Posted By: themilum Re: Speaking of irony... - 02/16/05 11:43 PM
Your logic is faulty, inselperer, consider the meaning of "imagine".

To imagine is to regroup pieces of the the known Universe into arrangements never before made by you and maybe not by any other man...at this time. We cannot imagine otherwise.

But to imagine that there will come things that will then allow us to imagine differently is not imagining the actuality of it but is only hypothesizing that we can't imagine the strange world ahead with our present set of imaginators. (I made the word "imaginators" up, but you known what I mean.)

Posted By: belMarduk Re: Speaking of irony... - 02/17/05 02:00 AM
I would say that empathetic capacity involves a willingness to make the strange, familiar.

I like this sentence.

I do beleive that we do need a little strange in our life, or else, it would be tedious. I think it is the constant exposure to different and new that keeps us growing mentally and emotionally.



Posted By: Wordwind Re: Speaking of irony... - 02/18/05 01:19 AM
In reply to:

I think it is the constant exposure to different and new that keeps us growing mentally and emotionally.


...probably that's part of why we come here. And not a glazed-over eye in sight!

Posted By: inselpeter Re: Speaking of irony... - 02/20/05 05:26 PM
"faulty"

To imagine that a time will come whose composition is, in its specifics, unimagineable to us is to imagine the familiar and the fruit of experience, and so I stick with "irony."

Posted By: themilum Re: Speaking of irony... - 02/20/05 10:49 PM
"To imagine that a time will come whose composition is, in its specifics, unimagineable to us is to imagine the familiar and the fruit of experience, and so I stick with "irony."
_________________________________________________________

Nice construction and certainly seemingly ironic.

But then if we use your reasoning the sentence "I can imagine "nothingness" would also be true.
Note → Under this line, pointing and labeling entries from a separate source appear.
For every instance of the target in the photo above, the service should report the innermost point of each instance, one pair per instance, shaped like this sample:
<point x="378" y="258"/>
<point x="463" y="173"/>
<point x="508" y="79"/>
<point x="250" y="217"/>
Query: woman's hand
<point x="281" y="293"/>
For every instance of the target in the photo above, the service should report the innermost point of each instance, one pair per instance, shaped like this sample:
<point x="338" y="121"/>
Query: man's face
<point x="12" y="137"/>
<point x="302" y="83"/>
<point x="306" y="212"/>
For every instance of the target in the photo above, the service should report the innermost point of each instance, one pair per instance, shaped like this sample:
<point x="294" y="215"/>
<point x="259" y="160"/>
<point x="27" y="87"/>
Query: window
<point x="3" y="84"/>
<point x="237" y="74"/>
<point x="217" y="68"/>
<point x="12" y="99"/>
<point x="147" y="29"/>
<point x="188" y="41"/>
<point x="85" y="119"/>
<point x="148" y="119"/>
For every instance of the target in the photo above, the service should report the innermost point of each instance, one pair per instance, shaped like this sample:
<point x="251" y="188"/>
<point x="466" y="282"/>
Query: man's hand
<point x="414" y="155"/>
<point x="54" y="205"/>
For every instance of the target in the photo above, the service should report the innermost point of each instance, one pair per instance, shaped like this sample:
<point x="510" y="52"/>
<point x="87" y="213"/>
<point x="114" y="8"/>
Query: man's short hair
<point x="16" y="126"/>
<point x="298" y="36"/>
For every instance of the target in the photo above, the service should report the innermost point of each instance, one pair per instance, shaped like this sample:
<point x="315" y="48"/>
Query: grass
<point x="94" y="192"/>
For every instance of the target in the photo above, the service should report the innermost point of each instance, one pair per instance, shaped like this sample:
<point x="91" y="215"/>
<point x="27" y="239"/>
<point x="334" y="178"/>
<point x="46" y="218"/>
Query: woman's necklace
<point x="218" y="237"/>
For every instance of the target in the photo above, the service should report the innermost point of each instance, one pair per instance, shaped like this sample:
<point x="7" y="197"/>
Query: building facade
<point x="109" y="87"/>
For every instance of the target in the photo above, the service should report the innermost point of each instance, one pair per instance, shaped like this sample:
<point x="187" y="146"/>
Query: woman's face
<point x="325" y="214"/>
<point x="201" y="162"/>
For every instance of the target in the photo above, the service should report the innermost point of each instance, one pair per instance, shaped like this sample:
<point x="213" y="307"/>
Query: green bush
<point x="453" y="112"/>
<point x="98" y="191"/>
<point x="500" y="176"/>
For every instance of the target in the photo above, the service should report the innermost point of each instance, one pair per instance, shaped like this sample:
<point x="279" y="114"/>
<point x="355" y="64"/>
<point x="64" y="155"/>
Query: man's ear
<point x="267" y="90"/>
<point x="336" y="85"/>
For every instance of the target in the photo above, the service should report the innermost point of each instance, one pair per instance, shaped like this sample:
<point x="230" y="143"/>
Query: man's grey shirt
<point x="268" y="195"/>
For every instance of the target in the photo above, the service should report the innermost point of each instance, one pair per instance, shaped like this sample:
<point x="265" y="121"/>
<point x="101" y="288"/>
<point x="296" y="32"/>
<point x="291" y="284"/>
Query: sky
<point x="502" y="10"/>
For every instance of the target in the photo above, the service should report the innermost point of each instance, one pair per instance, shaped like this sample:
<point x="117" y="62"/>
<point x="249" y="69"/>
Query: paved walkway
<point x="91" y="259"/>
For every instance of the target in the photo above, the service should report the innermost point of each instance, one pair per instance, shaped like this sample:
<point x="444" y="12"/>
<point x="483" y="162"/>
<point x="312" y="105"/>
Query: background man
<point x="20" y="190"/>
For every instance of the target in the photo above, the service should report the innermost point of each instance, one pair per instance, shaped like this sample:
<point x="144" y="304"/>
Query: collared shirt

And what then would be this "nothingness"?
The human mind cannot conceptualize the "absence of everything" without a "something"
to contrast it, so what then would we be imagining?

The logic here might be paradoxical but it could not correctly be said to be ironic.
There is a subtle difference.



Posted By: Wordwind Re: Speaking of irony... - 02/20/05 11:18 PM
In reply to:

The human mind cannot conceptualize the "absence of everything" without a "something"


I'm not human.

Posted By: inselpeter Re: Speaking of irony... - 02/20/05 11:22 PM
"if we use your reasoning"

I don't follow you.

Posted By: themilum Re: Speaking of irony... - 02/21/05 12:59 AM

[ I'm not human ]

That is a given, Wordwind, but remember,
there are rough-cut people in this big World that don't believe that you are superhuman.
But we do.

Posted By: themilum Re: Speaking of irony... - 02/21/05 01:19 AM
To imagine that a time will come whose composition is, in its specifics, unimagineable to us is to imagine the familiar and the fruit of experience, and so I stick with "irony".
_____________________________________________________

"To imagine the unimagineable" is the cruix.

My example...

"To conceptualize 'nothing', " is the analogy.

Semantically both statements are meaningless.

Yet both statements have a function in describing
a state that can't be described, as a condition of contrast for clearer understanding.

Right?


Posted By: Faldage Re: Speaking of irony... - 02/21/05 01:42 AM
both statements have a function in describing a state that can't be described, as a condition of contrast for clearer understanding.

Nothing could be clearer.

Posted By: themilum Re: Speaking of irony... - 02/21/05 02:32 AM
Pour three fingers of Johnny Walker Sharp Toes in a six oz. tumbler...neat!
Hold your hat and drink it down.
Listen now, young Faldage, understanding calls and your mind is clear.

Posted By: inselpeter Re: Speaking of irony... - 02/21/05 03:38 PM
"Right?"

Right.

So, here is a question of authorial intent. Bradbury, an American, may have been ironic without knowing it. And a Brit might wag at the meta-irony and call it proof that 'yankees don't get irony'. Speaking of which, can anyone tell me the Etymology of 'yankee.'

Posted By: dxb Re: Speaking of irony... - 02/22/05 04:09 PM
Etymology of Yankee? A much vexed question that one, as I'm sure you know! Here's part of the Random House take on it:

"Most scholars now believe that Yankee comes from Dutch although there is disagreement about which Dutch word is the source.

Random House Webster's College Dictionary suggests that Yankee comes from Jan Kees (or Jan Kaas), 'John Cheese', a nickname for the Dutch. The -s at the end sounded like a plural to English speakers and was dropped. Proponents of this theory believe that the name was first applied to Dutch pirates by the English and later used by the New York Dutch for their Connecticut neighbors. H.L. Mencken favored this explanation, noting that the New Englanders' "commercial enterprise outran their scruples."

The other popular theory, favored by the OED, is that Yankee comes from Dutch Janke (or possibly Jantje), 'Little John', the diminutive of Jan, which was used as a derisive nickname by either the English or the Dutch in the New England states."


Posted By: inselpeter Re: Speaking of irony... - 02/23/05 03:16 AM
<<Most scholars now believe that Yankee comes from Dutch although there is disagreement about which Dutch word is the source.>>

I'm partial to that explanation, because it makes me laugh.

Interesting, the table turning in Mencken's fav'd.

Thanks


Posted By: Wordwind Re: Jantje - 02/23/05 07:18 AM
Well, I'm glad we don't have to spell damn Jantjes.

Posted By: Jackie Re: damn Jantjes - 02/23/05 12:41 PM


Posted By: maverick Re: damn Jantjes - 02/23/05 03:28 PM
yeahbut, it'd slow down the graffiti artists all over the world if they had to stop and think before writing "Jantjes go home!"